In Netty, we can have a logical byte buffer which is actually comprised of a series of underlying buffers. Netty does the required offset translations.
The prototype mentioned earlier does something similar, but with fixed size blocks. Rather than a vector being a single block, it is physically comprised of a string of fixed-size blocks:
Current: [The quick brown fox jumps over the lazy dog.........]
Revised:
Logical: [The quick brown fox jumps over the lazy dog.]
Physical: [The quic][k brown ][fox jump][s over t][he lazy ][dog.....]
The implementation can be based on power-of-two blocks. The example uses 8 bytes, but a real solution would use much larger. (The prototype found that 1 MB blocks amortize costs and are at least as fast as the current solution.) Power-of-two blocks allow a very simple indexing schema: just mask and shift similar to how SV4 vectors work.
The prototype adds a simple caching scheme: writes happen sequentially, so the block reference need be resolved only when a block becomes full.
Once fixed size blocks are implemented, various memory management designs become available. For example, if we decide to give each fragment x bytes of memory, then we are effectively giving the fragment (x / block size) blocks of memory. A block pool for the fragment can recycle those blocks:
Scan --> Filter --> SVR --> Sender
^ ^ |
| | |
| v v
+---- Block pool ---+--------+
Such a memory allocator would be, essentially, lock-free for all but the sender. (Sent blocks would be released in a Netty thread.) Since Drill's current allocator is designed to be lock-free, we would retain this benefit in the new solution.
Further, the allocator becomes far simpler: we no longer need to manage variable-sized blocks at the byte level, no longer need ledgers, no longer need to manage operator allocations. All we need to do is manage the overall fragment memory, which should be driven by the kind of memory management plan discussed at the start.
To change topics just a bit, one of Drill's compelling advantages is that it is written in Java and thus can enable community-provided extensions. Drill already enjoys a variety of community-provided readers. However, there seems to be general agreement that it is far harder than necessary to create a reader. Each reader author must:
- Become familiar with Drill internals
- Learn how value vectors work, including the mutators
- Learn the scan operator and its mutator
- Learn how to do projection push-down
- Learn how the Easy format plugin mechanism works, or start from scratch with the core format plugin mechanism
- Learn how file extensions work, how plan time operations work, etc.

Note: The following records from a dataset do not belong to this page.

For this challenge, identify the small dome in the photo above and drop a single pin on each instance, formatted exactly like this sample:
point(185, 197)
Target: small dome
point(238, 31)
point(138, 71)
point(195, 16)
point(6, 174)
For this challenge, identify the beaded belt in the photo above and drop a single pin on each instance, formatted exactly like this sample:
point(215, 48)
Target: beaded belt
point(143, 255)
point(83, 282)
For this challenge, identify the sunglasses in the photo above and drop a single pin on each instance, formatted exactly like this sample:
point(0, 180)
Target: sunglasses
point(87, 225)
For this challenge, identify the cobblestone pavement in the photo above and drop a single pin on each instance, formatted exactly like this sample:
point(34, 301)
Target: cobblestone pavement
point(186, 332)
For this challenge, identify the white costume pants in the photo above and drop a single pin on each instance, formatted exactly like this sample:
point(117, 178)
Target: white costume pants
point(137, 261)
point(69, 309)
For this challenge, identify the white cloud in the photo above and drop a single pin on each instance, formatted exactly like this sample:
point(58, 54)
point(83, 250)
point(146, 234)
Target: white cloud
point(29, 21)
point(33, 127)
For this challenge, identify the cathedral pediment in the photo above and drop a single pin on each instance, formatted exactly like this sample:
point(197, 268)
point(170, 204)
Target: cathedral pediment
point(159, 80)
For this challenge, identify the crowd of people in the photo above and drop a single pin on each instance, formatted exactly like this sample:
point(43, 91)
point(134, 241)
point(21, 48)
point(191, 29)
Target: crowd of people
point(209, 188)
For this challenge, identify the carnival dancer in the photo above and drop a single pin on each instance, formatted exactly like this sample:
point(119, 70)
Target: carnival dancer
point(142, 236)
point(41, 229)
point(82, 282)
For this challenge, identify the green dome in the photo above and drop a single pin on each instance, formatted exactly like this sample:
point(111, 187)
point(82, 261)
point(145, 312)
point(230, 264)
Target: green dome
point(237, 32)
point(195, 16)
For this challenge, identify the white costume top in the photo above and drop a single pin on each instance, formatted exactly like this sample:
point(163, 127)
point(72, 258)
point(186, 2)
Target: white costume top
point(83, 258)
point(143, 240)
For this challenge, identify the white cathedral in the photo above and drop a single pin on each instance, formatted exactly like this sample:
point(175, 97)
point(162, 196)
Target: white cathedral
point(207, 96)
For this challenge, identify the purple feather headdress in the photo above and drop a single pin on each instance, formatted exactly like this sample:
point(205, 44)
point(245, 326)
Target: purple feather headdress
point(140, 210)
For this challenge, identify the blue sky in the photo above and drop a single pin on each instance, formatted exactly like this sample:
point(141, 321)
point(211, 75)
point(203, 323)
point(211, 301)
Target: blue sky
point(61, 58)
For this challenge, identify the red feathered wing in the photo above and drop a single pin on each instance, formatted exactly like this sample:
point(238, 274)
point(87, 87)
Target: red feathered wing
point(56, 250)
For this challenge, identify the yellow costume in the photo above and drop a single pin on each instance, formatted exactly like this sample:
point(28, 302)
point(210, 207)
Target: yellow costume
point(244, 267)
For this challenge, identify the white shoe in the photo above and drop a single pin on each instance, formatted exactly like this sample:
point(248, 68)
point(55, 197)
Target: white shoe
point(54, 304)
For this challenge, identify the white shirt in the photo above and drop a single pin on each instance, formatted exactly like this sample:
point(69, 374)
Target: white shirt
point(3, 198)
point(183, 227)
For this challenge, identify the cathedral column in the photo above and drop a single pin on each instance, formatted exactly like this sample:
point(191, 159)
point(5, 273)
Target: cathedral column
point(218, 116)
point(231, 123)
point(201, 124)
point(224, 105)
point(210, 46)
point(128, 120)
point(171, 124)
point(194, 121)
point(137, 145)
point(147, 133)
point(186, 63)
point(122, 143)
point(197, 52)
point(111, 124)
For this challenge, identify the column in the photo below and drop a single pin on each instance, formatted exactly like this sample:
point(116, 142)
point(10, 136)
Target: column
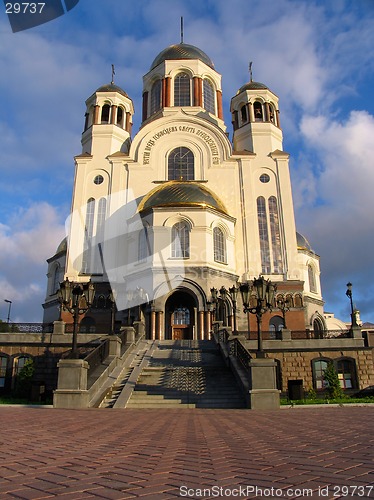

- Figure out some way to debug the reader, often within a complete Drill server.
One of the background goals of this project is to make it far easier to create a format plugin. This work can't solve all the issues, but it did attempt to do the following:
- Provide a very simple API for most cases.
- Allow readers to focus on getting data from the input source and writing it to the result set loader. The scan framework does all the other standard work.
A good task for a community member would be, once the code is available, to create an example reader using the new framework, then publicize that example to encourage new reader contributions.
And so we come full circle. We started with a desire to define a memory budget for a fragment (and thus a query) and to avoid one form of memory allocation. We worked out the technical mechanisms to do that. We have now seen how those solutions allow us to move to a fixed-size-block structure that sweeps away the remaining memory fragmentation issues, while resulting in a much simpler, proven memory allocation model.
As the team moves forward with this project, please keep this big picture in mind. By doing so, we can continue to march forward towards our common goal of making Drill the best big-data query engine available.